During the industrial revolution, the purpose wasn't to enlighten the masses but to make sure they could work in factories and work with complex machinery. So that meant being able to read/write, work with numbers, etc. And there as a need for engineers, mechanics, etc. that could make all this machinery work, that could work in systematic ways, etc.
For the last century, a lot of jobs have shifted from making stuff (food, goods, etc.) to providing services. So education has shifted to that and soft skills are now important. You can use a calculator if you need some numbers. It's fine if you don't do that in your head. You study something comparatively niche and useless and then you become a manager, consultant, marketing expert, or whatever that has very little connection to what you studied (history, antropology, whatever). The important skills that were taught are critical thinking, communicating, etc. Ironically, a lot of people with backgrounds like that are reverting to doing things with their hands in the end. Our cities are full of coffee shops, bakeries, jewellery makers, restaurants, etc. run by people with college degrees.

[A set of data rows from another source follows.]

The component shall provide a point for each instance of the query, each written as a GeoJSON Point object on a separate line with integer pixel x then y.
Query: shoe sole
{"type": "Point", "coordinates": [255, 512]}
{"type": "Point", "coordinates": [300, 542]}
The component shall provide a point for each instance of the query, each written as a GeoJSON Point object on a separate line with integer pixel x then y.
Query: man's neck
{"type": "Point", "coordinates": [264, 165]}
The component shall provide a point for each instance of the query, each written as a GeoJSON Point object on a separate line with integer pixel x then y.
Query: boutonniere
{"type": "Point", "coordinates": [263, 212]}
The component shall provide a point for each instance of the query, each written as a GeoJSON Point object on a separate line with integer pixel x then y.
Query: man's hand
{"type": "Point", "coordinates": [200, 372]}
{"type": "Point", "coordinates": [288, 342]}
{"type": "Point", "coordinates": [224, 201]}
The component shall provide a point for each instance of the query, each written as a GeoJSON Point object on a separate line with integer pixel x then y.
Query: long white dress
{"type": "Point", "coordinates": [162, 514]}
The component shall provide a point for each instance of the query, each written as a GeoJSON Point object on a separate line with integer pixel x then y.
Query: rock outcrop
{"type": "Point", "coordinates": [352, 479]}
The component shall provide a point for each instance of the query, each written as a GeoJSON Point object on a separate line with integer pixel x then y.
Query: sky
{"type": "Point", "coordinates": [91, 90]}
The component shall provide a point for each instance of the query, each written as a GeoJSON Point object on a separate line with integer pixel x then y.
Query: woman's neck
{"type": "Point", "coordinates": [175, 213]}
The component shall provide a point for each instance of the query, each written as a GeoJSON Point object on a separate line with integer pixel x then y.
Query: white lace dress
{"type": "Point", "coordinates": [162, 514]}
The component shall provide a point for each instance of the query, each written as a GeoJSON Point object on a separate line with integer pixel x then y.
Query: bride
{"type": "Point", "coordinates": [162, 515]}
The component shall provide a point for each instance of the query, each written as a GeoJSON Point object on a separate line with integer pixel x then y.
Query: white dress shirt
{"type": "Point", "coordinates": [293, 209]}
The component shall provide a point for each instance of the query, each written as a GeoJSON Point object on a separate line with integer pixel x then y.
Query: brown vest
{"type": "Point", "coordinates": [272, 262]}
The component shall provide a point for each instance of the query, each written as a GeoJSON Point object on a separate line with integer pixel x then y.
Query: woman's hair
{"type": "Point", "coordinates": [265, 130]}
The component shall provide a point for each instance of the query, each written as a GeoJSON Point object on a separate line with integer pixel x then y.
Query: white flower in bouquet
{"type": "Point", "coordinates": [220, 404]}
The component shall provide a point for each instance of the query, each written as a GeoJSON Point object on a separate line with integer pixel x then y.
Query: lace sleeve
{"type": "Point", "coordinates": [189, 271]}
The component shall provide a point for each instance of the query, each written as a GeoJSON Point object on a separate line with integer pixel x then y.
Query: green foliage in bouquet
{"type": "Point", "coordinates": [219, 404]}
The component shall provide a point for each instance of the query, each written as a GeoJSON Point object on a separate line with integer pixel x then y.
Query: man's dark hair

Modern AI driven technology is undoing the industrial revolution and creating a new one. The industrial revolution was all about uniformity and centralization to drive economies of scale. That meant people had to have the same baseline of skills so they could do the simple jobs that they were assigned to do. The smarter ones got promoted up. And you could build a lot with many people doing simple things like that. The bigger the company, the more money it made.
With modern technology, you can 3D print whatever you need, generate software, and run advanced manufacturing all in a small workshop just by yourself. You don't need a big company around you. That actually slows you down. The old services industry ran on soft skills. This new way of manufacturing runs on hard skills. And because its AI assisted you can do more at a small scale. Provided you understand what needs doing. Companies can be small, hyper specialized, and derive value from that. Their customers are other companies. Together they resemble what a pre-industrial revolution town would look like. Lots of specialists trades and shops all working together to produce wealth for the town. Instead of doing everything inside one big company, you now have complex clusters of companies, individuals, contractors, etc. working together.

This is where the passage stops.